Calculating stroke cost

"At the highest level, the question we're asking is: by actively monitoring these patients, can we ultimately reduce the long-term, downstream risk of stroke and any sort of cerebral vascular, or cardiovascular, event?" Sung said.

If so, the lower medical burden could be significant. Between 2.7 million and 6.1 million people in the U.S. have AF, according to figures from the U.S. Centers for Disease Control and Prevention. While a number of factors can lead to the roughly 795,000 strokes that occur a year in the country, AF increases risk by four or five times, the agency said.

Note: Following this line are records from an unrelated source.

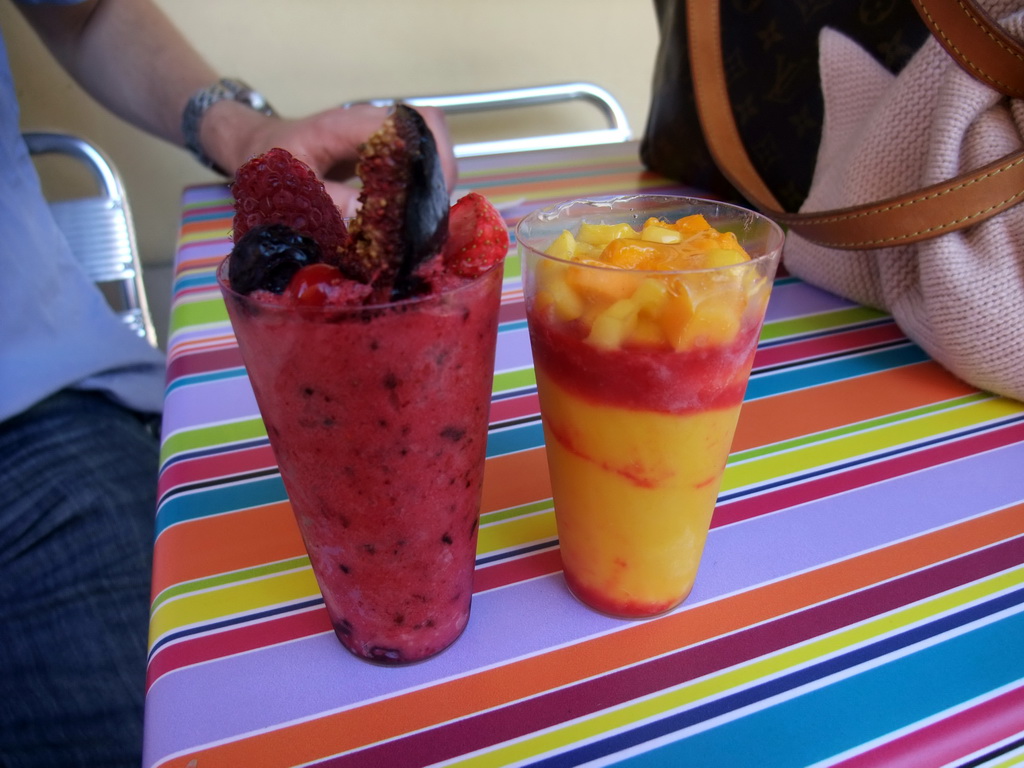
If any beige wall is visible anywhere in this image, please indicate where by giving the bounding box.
[0,0,656,264]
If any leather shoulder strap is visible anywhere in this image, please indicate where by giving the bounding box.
[913,0,1024,98]
[686,0,1024,250]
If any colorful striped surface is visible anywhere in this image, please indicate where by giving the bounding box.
[144,143,1024,768]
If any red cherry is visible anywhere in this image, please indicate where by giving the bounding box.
[288,262,345,306]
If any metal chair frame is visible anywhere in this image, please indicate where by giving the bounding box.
[23,132,157,346]
[344,83,633,158]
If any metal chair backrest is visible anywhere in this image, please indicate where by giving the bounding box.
[23,132,157,346]
[344,83,633,158]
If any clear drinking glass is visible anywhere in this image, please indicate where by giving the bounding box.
[516,196,783,617]
[218,261,502,665]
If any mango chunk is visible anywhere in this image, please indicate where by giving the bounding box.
[679,291,744,348]
[536,281,586,323]
[577,221,637,246]
[565,259,637,305]
[547,229,577,259]
[587,299,638,349]
[640,224,683,243]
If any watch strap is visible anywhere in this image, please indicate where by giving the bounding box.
[181,78,276,175]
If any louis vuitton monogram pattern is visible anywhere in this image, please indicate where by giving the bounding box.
[641,0,928,210]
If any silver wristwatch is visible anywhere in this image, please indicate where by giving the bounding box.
[181,78,276,173]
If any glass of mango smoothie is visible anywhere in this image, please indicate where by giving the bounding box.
[516,196,783,617]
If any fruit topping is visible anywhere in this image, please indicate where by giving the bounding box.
[444,193,509,278]
[286,262,372,306]
[347,104,449,298]
[228,104,509,306]
[227,224,323,294]
[532,211,767,350]
[231,148,348,263]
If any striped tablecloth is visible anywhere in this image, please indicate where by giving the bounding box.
[144,144,1024,768]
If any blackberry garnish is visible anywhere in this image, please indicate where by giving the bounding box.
[227,224,322,294]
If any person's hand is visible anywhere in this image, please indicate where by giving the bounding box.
[222,104,457,216]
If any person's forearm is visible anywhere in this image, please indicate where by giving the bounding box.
[19,0,218,147]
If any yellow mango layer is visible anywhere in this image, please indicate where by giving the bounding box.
[537,370,739,615]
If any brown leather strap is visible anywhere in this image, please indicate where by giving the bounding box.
[913,0,1024,98]
[686,0,1024,250]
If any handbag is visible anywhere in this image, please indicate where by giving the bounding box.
[659,0,1024,399]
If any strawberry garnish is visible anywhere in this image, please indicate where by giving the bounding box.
[231,148,348,262]
[444,193,509,278]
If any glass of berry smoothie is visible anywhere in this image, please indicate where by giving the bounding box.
[516,196,783,617]
[218,261,502,665]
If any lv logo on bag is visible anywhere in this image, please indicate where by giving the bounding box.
[686,0,1024,399]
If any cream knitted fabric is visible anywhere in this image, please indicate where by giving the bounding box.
[785,0,1024,399]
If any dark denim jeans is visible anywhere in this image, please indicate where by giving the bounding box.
[0,392,159,768]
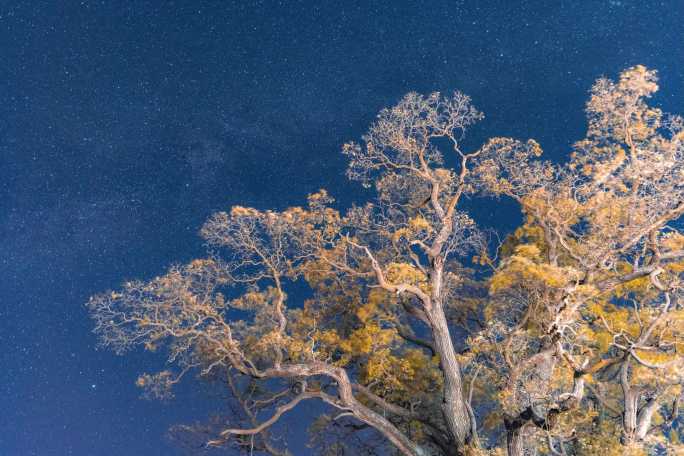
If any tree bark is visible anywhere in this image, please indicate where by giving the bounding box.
[428,301,473,452]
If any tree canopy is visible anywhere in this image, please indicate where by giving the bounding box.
[88,66,684,456]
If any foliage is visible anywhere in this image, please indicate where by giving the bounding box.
[88,66,684,456]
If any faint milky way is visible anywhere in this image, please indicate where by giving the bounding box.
[0,0,684,456]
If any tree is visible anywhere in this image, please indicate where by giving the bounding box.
[88,66,684,456]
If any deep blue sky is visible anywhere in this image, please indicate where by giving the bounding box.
[0,0,684,456]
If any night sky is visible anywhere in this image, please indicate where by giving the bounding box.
[0,0,684,456]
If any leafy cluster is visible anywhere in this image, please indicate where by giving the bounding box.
[88,66,684,456]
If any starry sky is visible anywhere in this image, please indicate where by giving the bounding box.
[0,0,684,456]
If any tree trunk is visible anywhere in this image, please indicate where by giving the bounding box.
[428,302,473,451]
[506,426,525,456]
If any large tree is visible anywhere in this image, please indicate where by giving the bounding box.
[88,66,684,456]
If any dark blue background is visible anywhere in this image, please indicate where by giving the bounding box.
[0,0,684,456]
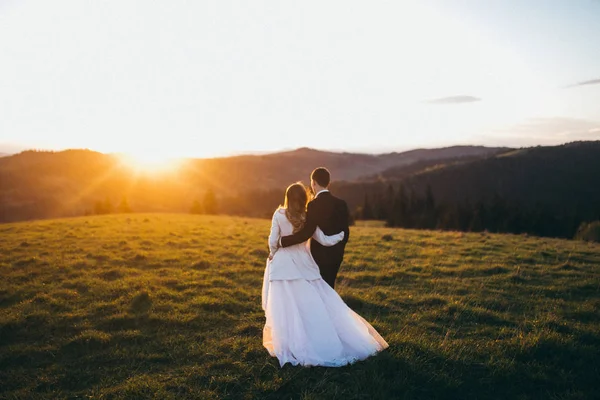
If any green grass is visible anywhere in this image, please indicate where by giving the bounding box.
[0,214,600,400]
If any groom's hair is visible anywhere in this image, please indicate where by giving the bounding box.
[310,167,331,187]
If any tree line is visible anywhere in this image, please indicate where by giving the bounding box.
[354,185,600,238]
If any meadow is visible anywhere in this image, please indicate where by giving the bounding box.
[0,214,600,400]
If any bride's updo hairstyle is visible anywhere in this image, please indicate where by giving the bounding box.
[283,182,308,233]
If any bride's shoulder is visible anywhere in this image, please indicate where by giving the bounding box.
[273,206,285,217]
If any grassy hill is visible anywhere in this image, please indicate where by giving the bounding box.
[0,214,600,399]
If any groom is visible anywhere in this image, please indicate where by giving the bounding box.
[281,167,350,288]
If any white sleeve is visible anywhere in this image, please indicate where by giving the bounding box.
[313,226,344,247]
[269,211,280,255]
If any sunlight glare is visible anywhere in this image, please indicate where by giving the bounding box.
[116,151,183,174]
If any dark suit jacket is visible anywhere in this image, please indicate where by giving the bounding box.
[281,192,350,267]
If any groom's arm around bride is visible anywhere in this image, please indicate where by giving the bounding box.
[281,168,350,287]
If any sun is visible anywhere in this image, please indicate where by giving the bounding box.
[116,151,182,174]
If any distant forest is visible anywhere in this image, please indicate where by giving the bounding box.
[0,142,600,238]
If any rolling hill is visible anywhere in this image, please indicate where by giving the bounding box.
[0,146,507,222]
[0,214,600,400]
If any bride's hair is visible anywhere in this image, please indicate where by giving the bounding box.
[283,182,308,233]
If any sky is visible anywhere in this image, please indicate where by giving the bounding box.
[0,0,600,158]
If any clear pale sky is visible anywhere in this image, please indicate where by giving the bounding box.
[0,0,600,157]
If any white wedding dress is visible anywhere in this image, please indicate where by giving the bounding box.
[262,208,388,367]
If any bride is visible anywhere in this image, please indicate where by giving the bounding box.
[262,183,388,367]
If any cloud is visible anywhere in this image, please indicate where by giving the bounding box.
[426,96,481,104]
[567,79,600,88]
[485,117,600,146]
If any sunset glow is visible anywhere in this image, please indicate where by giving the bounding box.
[120,151,183,174]
[0,0,600,157]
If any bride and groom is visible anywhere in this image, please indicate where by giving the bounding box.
[262,168,388,367]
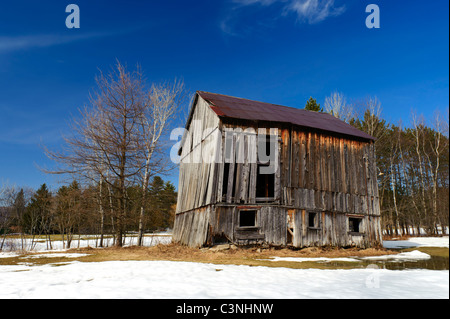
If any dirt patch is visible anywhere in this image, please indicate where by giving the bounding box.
[60,244,398,268]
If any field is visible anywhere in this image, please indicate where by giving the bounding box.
[0,236,449,299]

Ultimately, it estimates that between healthcare costs, medicines and missed work, strokes cost the country an estimated $34 billion a year. Medicare, the U.S. health insurance program for the elderly and disabled, estimated average costs for an acute ischemic stroke to range from $11,898 to $20,270, depending on severity and length of hospital stay, according to its final rule on fiscal 2018 reimbursement rates.

The Zio patch is already on the market to check for a range of irregular heart conditions. It has a U.S. list price of $995 and is covered by most major insurers, according to the company.

Zio retails for £800 in the U.K., according to the country's cost analysis body the National Institute for Health and Care Excellence, which assessed its effectiveness last year. Two of three physicians in the analysis said it would be unlikely to generate cost savings for the U.K. national health system because of its significant cost for each patient.

IRhythm is looking to pin down more of the associated cost burden in undiagnosed AF through an ongoing study with health provider Kaiser Permanente Inc., which is already using Zio as a diagnostic tool and partnered on a 2016 analysis of heart risks using Zio data. Kaiser's investment arm, Kaiser Permanente Ventures, owns a minority stake in iRhythm.

By combining iRhythm's data and analytics with payers' information, "we're seeing this difference in care through better data analytics, and really being able to look at what that pattern of care is over time," Lenane said. She added that they hope to publish the results soon.

IRhythm is a top pick in the small-cap medical technology field for Canaccord Genuity healthcare analyst Jason Mills.

"We think Zio use as a screening tool for asymptomatic AF could generate a lot of attention from insurers (and investors alike)," he wrote in a Mar. 13 note, rating the stock as a "buy."